Judge Posner, in the first edition of his justly celebrated Antitrust Law, noted that market definition was an unfortunate means to an end, a necessity given the inability of our analytical tools effectively to assess the effects of mergers beyond a circumscribed boundary.  As Posner noted,

The importance attached to defining a market in which to appraise the competitive effects of a challenged merger is on more example of the law’s failure to have developed a genuinely economic approach to the problem of monopoly.  If we knew the elasticity of demand facing a group of sellers, it would be redundant to ask whether the group constituted an economically meaningful market. . . . It is only because we lack confidence in our ability to measure elasticities, or perhaps because we do not think of adopting so explicitly economic an approach, that we have to define markets instead.

I doubt we would shun the approach for being too explicitly economic today, but I think a very small number of cases permit us to identify competitive effects with sufficient confidence—Staples being the paradigmatic case.  We may be stuck with market definition, but the outdated conception enshrined in the Guidelines–of measuring concentration in a static market defined essentially by demand-side elasticities–can surely be improved upon.

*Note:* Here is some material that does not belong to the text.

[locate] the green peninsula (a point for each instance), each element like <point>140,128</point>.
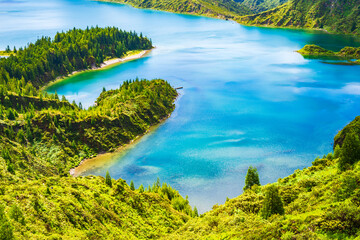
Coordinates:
<point>312,51</point>
<point>340,16</point>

In the first instance, we should remove any hint of a concentration/price presumption so intimately tied to measuring market definition and HHIs.  Although the Guidelines attempt to cabin the market definition and market share analyses as “starting points,” in practice they are the beginning and end of most merger cases.  The Merger Guidelines (and, importantly, agency practice) should be revised to limit reliance on market definition and market share, at a minimum by stating explicitly that the definition of the market and the calculation of market shares are not sufficient to indicate adverse competitive effects, and perhaps also by removing HHI threshold discussions which seem to imply the same.  Even if the agencies and the Guidelines don’t mean these tools to be used in this way, courts haven’t really gotten the message.

At the same time, the Guidelines should explicitly incorporate supply side elasticity into the market definition inquiry.  There is little defense of the Guideline’s statement that “Market definition focuses solely on demand substitution factors—i.e., possible consumer responses.”  While the Guidelines and actual practice do attempt to make some allowance for supply-side effects, these allowances seem like afterthoughts, and I think it is rare that HHIs are calculated to incorporate production capacity not currently devoted to the narrowly-demand-defined product market, especially outside of the commodity realm.  Meanwhile, even a small bias against supply substitution, entry and unforeseen competitors (and/or new products) is a particular problem in fast-shifting, innovative industries where this is precisely whence the most significant competitive threat will come.

To the extent (and it is a large extent) that market definition and market share are far-removed from competitive effects, they should be more carefully circumscribed by the Guidelines.  The economic irrelevance of much of the evidence used to define markets and the general disregard for supply-side response help to ensure that market definition, while incredibly important in litigation, is not actually all that helpful.  At the same time, the general lack of correlation between concentration and unilateral effects makes reliance on the calculation of market shares (of crabbed markets, often disregarding supply-side effects) similarly misleading and prejudicial.